I have not tested this on Windows. Certainly the various shell scripts will not work, but you should be able to install the SDK for Windows and invoke Java directly. Any pull requests to add better support for Windows would be appreciated.

Dependencies

This library uses the Tableau SDK to create and publish Tableau extracts. This SDK is not available in Central Maven repositories. The SDK license allows distribution, but I've chosen to exclude it from this repository.

Instead, there is a small shell script included in this repository, bin/install_tableau_sdk.sh. This shell script will download the SDK, extract it to the lib folder within the top-level repository directory, and then mvn install the Java dependencies to your local Maven installation.

The utility requires Java 8.

Installation

Download the current release distribution and unzip. Run the install_tableau_sdk.sh to download the Tableau libraries.

Building

After installing the Tableau SDK, simply run mvn install

Schema

This utility expects a schema file which describes the data types in the CSV file. The schema is in JSON format. The utility handles strings (CHAR_STRING), booleans (BOOLEAN), dates (DATE), date & times (DATETIME), integers (INTEGER) and doubles (DOUBLE).

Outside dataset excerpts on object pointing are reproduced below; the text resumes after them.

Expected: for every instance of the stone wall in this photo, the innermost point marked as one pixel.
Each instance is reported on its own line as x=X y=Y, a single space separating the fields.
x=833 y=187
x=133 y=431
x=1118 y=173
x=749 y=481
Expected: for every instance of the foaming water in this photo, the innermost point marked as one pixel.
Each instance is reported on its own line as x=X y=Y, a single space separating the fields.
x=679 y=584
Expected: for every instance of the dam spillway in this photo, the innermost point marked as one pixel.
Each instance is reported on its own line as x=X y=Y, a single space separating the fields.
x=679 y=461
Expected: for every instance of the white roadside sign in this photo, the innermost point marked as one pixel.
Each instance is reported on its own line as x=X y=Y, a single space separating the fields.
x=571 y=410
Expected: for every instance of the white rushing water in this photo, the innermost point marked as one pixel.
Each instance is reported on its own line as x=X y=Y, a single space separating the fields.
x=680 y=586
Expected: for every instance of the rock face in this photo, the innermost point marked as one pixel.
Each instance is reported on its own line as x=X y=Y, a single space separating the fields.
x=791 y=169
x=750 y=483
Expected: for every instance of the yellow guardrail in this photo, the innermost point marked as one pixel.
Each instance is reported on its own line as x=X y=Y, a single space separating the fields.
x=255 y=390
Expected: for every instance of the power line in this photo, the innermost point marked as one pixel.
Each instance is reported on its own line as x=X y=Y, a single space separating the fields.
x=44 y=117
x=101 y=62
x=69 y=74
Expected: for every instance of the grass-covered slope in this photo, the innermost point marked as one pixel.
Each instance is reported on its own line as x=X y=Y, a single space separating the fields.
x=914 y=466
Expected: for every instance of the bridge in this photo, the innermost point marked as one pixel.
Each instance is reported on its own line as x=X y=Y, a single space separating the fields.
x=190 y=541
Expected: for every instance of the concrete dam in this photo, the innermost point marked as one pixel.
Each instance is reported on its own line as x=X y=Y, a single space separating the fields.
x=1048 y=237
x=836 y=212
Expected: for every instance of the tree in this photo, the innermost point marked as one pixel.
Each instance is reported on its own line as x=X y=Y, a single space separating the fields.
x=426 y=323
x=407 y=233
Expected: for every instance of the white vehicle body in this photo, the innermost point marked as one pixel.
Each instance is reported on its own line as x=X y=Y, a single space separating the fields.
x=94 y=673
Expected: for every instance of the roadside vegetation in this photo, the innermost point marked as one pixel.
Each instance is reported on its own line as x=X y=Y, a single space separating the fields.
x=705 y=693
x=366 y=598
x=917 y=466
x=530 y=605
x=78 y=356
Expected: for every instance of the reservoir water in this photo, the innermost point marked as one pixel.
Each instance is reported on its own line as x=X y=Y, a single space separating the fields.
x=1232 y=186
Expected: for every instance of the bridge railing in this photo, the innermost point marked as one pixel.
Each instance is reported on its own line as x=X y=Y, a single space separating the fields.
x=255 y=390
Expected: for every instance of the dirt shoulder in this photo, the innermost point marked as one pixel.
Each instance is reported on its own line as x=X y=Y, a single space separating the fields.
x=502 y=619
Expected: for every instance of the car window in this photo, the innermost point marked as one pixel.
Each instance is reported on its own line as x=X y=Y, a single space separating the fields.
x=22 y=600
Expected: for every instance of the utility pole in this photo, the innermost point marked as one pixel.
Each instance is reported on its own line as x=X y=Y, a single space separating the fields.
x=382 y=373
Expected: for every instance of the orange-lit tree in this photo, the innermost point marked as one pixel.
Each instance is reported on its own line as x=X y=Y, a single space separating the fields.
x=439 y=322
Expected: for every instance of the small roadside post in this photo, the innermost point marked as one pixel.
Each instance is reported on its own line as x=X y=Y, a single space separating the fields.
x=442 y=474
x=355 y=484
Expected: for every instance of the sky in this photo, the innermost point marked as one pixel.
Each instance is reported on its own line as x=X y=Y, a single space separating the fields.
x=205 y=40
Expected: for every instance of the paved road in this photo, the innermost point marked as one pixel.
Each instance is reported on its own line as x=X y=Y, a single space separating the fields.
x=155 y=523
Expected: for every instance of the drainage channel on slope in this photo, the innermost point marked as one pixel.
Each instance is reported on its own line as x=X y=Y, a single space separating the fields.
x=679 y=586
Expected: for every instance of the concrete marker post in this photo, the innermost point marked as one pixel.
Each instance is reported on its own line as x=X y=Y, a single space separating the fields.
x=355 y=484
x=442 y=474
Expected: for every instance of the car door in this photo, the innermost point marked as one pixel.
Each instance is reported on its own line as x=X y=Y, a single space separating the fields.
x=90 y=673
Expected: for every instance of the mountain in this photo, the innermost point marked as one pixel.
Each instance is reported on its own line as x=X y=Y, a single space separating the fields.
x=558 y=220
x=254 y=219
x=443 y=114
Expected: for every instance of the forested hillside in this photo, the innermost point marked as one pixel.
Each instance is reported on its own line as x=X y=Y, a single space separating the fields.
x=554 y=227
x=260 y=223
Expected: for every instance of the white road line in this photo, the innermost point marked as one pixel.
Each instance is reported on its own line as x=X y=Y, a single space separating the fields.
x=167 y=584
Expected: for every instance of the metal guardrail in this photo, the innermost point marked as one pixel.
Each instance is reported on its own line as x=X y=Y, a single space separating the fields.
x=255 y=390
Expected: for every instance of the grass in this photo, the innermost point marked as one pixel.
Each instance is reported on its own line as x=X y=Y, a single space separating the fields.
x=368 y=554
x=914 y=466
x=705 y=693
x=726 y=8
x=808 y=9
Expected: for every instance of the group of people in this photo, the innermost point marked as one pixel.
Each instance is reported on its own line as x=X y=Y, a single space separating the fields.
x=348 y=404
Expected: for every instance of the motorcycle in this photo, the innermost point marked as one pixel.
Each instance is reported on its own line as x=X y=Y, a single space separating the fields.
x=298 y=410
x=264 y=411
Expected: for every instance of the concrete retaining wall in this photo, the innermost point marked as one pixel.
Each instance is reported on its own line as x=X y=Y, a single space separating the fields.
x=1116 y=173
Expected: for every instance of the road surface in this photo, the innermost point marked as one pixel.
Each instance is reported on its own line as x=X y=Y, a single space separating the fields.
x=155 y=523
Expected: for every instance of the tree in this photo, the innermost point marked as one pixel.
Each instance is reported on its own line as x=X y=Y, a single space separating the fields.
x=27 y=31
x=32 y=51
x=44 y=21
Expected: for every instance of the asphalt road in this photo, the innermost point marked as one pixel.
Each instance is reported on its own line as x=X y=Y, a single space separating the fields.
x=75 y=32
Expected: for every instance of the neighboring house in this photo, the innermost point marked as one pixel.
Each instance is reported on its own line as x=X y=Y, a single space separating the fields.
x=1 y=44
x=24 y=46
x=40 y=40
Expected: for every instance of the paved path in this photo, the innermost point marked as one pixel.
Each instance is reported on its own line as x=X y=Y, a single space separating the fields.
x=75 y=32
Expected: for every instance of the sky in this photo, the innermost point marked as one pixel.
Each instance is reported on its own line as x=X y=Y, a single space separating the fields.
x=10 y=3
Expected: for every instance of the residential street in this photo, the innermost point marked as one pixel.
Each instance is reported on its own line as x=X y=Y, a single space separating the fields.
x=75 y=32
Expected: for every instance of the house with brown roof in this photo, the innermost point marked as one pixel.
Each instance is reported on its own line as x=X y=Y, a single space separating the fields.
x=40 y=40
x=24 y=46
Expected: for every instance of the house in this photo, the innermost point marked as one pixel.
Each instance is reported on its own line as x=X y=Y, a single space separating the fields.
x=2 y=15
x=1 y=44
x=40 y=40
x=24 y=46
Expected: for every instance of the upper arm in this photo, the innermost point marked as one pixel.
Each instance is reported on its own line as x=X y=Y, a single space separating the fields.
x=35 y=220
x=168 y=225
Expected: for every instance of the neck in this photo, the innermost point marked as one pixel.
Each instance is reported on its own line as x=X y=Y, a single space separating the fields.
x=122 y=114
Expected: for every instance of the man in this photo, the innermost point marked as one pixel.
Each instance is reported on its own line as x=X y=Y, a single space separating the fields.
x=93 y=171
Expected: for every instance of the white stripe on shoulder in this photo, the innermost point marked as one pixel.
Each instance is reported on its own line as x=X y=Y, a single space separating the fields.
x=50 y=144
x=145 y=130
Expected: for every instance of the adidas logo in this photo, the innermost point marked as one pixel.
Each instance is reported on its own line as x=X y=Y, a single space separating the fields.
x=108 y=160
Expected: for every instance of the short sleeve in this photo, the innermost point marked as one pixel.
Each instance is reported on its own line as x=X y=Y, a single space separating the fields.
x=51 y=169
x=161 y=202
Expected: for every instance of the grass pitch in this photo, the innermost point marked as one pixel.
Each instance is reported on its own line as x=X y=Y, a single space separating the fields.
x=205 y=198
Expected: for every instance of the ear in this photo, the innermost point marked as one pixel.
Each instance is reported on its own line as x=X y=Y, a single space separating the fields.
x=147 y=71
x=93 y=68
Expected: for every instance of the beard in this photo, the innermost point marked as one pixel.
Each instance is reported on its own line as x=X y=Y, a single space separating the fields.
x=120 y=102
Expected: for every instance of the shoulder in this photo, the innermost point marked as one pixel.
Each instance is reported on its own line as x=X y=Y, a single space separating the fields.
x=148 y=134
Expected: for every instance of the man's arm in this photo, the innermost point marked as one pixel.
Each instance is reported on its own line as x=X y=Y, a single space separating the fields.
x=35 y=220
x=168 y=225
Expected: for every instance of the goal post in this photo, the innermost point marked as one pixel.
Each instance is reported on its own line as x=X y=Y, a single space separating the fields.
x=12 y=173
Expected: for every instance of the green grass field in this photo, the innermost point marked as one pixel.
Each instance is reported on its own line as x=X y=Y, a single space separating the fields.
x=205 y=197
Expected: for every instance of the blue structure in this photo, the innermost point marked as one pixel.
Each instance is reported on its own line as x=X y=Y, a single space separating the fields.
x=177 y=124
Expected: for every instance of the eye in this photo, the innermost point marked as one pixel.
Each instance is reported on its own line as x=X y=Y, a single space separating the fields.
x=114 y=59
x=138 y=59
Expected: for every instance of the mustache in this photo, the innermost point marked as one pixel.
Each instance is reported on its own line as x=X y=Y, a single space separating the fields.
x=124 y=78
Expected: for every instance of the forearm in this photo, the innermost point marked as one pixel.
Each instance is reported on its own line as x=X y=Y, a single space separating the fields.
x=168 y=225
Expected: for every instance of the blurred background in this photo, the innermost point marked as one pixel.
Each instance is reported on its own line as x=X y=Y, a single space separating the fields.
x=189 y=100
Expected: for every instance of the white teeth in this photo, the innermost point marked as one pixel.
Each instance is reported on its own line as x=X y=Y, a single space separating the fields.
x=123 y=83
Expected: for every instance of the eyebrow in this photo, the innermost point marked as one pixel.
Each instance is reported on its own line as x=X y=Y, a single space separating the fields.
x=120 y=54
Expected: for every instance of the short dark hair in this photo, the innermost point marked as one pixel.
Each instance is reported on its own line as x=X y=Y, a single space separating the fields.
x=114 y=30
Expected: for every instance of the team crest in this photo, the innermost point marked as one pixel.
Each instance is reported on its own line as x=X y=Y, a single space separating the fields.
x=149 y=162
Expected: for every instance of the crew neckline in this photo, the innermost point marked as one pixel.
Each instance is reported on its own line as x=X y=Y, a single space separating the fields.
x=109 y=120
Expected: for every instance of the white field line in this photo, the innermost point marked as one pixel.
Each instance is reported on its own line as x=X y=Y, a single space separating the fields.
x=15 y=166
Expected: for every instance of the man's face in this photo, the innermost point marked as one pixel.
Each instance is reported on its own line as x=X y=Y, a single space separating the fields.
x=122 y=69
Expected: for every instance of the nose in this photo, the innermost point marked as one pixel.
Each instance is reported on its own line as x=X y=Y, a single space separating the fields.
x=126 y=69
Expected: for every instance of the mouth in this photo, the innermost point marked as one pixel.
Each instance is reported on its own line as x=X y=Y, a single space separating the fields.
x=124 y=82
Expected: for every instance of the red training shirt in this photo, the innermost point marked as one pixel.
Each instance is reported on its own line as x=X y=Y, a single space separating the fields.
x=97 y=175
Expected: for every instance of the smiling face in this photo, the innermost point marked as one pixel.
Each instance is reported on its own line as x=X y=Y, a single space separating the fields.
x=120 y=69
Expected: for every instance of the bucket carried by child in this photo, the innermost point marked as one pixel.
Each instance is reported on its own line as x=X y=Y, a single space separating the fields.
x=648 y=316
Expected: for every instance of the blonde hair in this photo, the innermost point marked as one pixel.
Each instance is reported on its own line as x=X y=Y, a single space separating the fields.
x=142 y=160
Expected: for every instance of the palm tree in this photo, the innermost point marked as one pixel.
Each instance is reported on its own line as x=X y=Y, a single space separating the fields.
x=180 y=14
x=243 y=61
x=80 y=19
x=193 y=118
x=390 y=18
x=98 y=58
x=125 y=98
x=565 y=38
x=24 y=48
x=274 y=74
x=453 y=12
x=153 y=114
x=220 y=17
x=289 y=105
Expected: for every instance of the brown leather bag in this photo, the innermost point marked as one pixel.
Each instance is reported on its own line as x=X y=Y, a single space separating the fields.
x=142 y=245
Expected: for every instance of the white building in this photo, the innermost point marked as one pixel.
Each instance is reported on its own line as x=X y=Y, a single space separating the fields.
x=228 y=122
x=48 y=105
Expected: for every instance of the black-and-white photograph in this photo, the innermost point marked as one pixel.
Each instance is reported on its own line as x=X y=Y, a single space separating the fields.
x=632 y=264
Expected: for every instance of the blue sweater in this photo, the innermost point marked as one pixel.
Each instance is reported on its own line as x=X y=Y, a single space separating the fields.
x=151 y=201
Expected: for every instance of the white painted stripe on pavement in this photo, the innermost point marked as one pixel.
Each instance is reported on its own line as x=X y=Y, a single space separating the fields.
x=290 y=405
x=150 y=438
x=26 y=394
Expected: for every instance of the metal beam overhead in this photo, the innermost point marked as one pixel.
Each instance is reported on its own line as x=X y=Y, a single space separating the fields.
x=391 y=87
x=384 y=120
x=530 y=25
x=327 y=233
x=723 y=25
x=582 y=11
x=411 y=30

Here is a sample schema file:

{
  "schemaName": "Sample",
  "schema": {
    "foo": "CHAR_STRING",
    "bar": "INTEGER",
    "baz": "BOOLEAN",
    "bax": "DOUBLE",
    "test": "DATE",
    "test_time": "DATETIME"
  }
}

Usage

  usage: java -jar tableau.jar
   -a,--append             Append to existing extract
   -c,--project <arg>      Project name to publish to
   -d,--datasource <arg>   Name of datasource to publish
   -e,--extract <arg>      Filename of extract to publish
   -f,--file <arg>         CSV file to import
   -h,--help
   -n,--username <arg>     Tableau Server username for publishing
   -o,--output <arg>       Output file name, or name of existing extract in
                         append mode
   -p,--publish            Publish an extract to Tableau (requires
                         --extract, --site, --project, --datasource,
                         --username --password, and --url,
   -s,--site <arg>         Tableau site name to publish
   -t,--threads <arg>      Number of threads (default: 1)
   -u,--url <arg>          Tableau Server URL for publishing
   -x,--password <arg>     Tableau Server password for publishing`

Creating an Extract

./bin/extract.sh -o MyExtract.tde -s samples/test.schema -f samples/test.csv -t 2

Publishing an Extract

./bin/publish.sh -e MyExtract.tde -u https://my-tableau-server -n username -x password -s tableau-site-name -p project-name -d datasource-name

Note: If you require using a proxy server to publish the extracts, the Tableau SDK resepects the standard http_proxy and https_proxy environment variables to specify the proxy server. The SDK also exposes hooks to set the proxy username and password, but this wrapper does not currently implement that.

The Tableau Server user used to publish the SDK must have permission to publish a datasource.